Я рассказываю то, с чем лично пришел в соприкосновение, но я не единственный. Сколько серьезных трудов погибло таким образом, и люди настолько были доверчивы, что даже не оставляли черновиков… Сколько рисунков, графических таблиц! И везде, во всем то же самое — поглощающее море смерти, а именовалось: «под знаком творчества». Громкие слова на устах. Во имя культуры у меня отнимается моя библиотека, книги, объявленные народной собственностью, продаются на базарной площади уездного города; а московский Институт музыкальной драмы (бывшая Филармония) одну из имеющихся у меня книг, «Моя музыкальная летопись» Римского — Корсакова, покупает за пятьдесят две тысячи рублей. Так во имя культуры одна рука уничтожает, другая переплачивает.

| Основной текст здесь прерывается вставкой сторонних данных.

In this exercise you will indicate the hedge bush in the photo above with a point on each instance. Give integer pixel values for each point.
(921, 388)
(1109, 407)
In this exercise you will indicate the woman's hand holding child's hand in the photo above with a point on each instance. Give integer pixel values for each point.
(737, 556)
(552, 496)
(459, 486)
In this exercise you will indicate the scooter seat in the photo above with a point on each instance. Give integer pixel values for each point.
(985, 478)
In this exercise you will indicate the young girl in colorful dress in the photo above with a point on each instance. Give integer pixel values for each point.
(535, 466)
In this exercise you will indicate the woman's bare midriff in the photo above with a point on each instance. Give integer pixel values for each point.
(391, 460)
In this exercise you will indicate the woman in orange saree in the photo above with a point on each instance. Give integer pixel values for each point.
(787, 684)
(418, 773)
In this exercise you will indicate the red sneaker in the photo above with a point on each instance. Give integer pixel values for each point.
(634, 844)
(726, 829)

В связи с судьбой моей павловской библиотеки повторю здесь то, что мне рассказал упоминавшийся уже мною австрийский военнопленный, скрипач Покорный. Он приезжал в Москву, разыскал меня и между прочим рассказал следующий эпизод, которого был свидетелем. На базарной площади в Борисоглебске один человек продавал книги моей библиотеки. В числе их было шесть французских томов — биографии композиторов, которые я когда- то привез из Парижа, Подходит крестьянин, берет том «Бетховена», вырывает страницу, скручивает папиросу, закуривает и после этого ознакомления с доброкачественностью бумаги покупает все шесть томов за тысячу шестьсот рублей…
В одном красноармейском клубе, где я читал лекции, подходит ко мне заведующий библиотекой коммунист. «Что у вас, — спрашивает, — за книга в руках? Я не могу видеть книгу, чтобы не посмотреть». «В таком случае, — говорю я, — вы легко поймете, что я должен испытывать, когда подхожу к полке книг». И рассказал ему случай с «Бетховеном», пошедшим на цигарки, и то, что сделали с моими книгами…
Институт музыкальной драмы, о котором упомянул, был одним из тех заведений, которые мне пришлось особенно наблюдать, — я в нем преподавал в течение двух с половиной лет. Это был яркий пример той мертворожденное™, которая была печатью всех советских учреждений.
На открытии Луначарский, конечно, сказал речь, как всегда, длинную, как всегда, пересыпанную цитатами, бесчисленным количеством иностранных слов. Это был исторический обзор оперы с указанием ее несоответствия требованиям «пролетарской культуры». Говорилось о том, что опера прежде была торжественна, что в ней изображались герои, что теперь героев не должно быть, что надо положить конец «помпезному шествию», сделать ее понятной народу и т. д. Ни одного указания воспитательного характера, ни одного ясного обобщения задач призываемого к жизни заведения. Но таков уж прием этих людей: они всегда говорили об идеях, никогда о фактах или действиях.
3
Я написал свою книгу заново, и летом 1921 года она была принята к печати одним получастным — полуказенным издательством в Москве. Вышла ли она, не знаю.